Sci Rep. 2025 Jul 2;15(1):23092. doi: 10.1038/s41598-025-07159-3.

Abstract

We investigated the association of cystatin C with incident chronic kidney disease (CKD), defined as an estimated glomerular filtration rate (eGFR) < 60 mL/min/1.73 m. We enrolled patients with an eGFR ≥ 60 mL/min/1.73 m who underwent an oral glucose tolerance test (OGTT) between 2011 and 2013. Patients with diabetes were excluded from the analysis. We measured their cystatin C levels, and all patients' renal function and survival status were followed until March 2023. Cox-proportional hazard models were conducted to examine the association of cystatin C with incident CKD and all-cause mortality. A total of 146 patients were analyzed. After a median follow-up period of 10.7 years, patients with a higher cystatin C (≥ median vs. < median) were independently associated with a higher risk of incident CKD and all-cause mortality (adjusted hazard ratio [HR] 2.96, 95% CI 1.09 to 8.09, p = 0.034). The findings were consistent when cystatin C was analyzed as a continuous variable. The association was mainly observed in patients with prediabetes (adjusted HR 5.75, 95% CI 1.34 to 24.69, p = 0.019). In summary, a higher cystatin C was independently associated with risk of incident CKD and all-cause mortality in non-diabetes patients with an eGFR ≥ 60 mL/min/1.73 m.

摘要

我们研究了胱抑素C与新发慢性肾脏病(CKD)的关联,新发慢性肾脏病定义为估算肾小球滤过率(eGFR)<60 mL/(min·1.73 m²)。我们纳入了2011年至2013年间接受口服葡萄糖耐量试验(OGTT)且eGFR≥60 mL/(min·1.73 m²)的患者。分析排除了糖尿病患者。

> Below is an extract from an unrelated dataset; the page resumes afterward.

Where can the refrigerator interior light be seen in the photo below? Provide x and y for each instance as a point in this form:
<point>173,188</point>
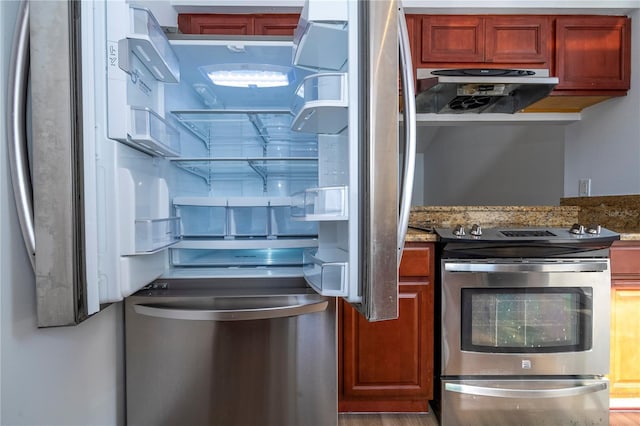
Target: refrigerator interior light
<point>249,75</point>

我们测量了他们的胱抑素C水平,并对所有患者的肾功能和生存状况进行随访直至2023年3月。采用Cox比例风险模型来检验胱抑素C与新发CKD及全因死亡率的关联。共分析了146例患者。在中位随访期10.7年后,胱抑素C水平较高(≥中位数 vs <中位数)的患者与新发CKD及全因死亡率较高独立相关(校正风险比[HR] 2.96,95%置信区间1.09至8.09,p = 0.034)。将胱抑素C作为连续变量分析时,结果一致。这种关联主要在糖尿病前期患者中观察到(校正HR 5.75,95%置信区间1.34至24.69,p = 0.019)。总之,在eGFR≥60 mL/(min·1.73 m²)的非糖尿病患者中,较高的胱抑素C与新发CKD及全因死亡率风险独立相关。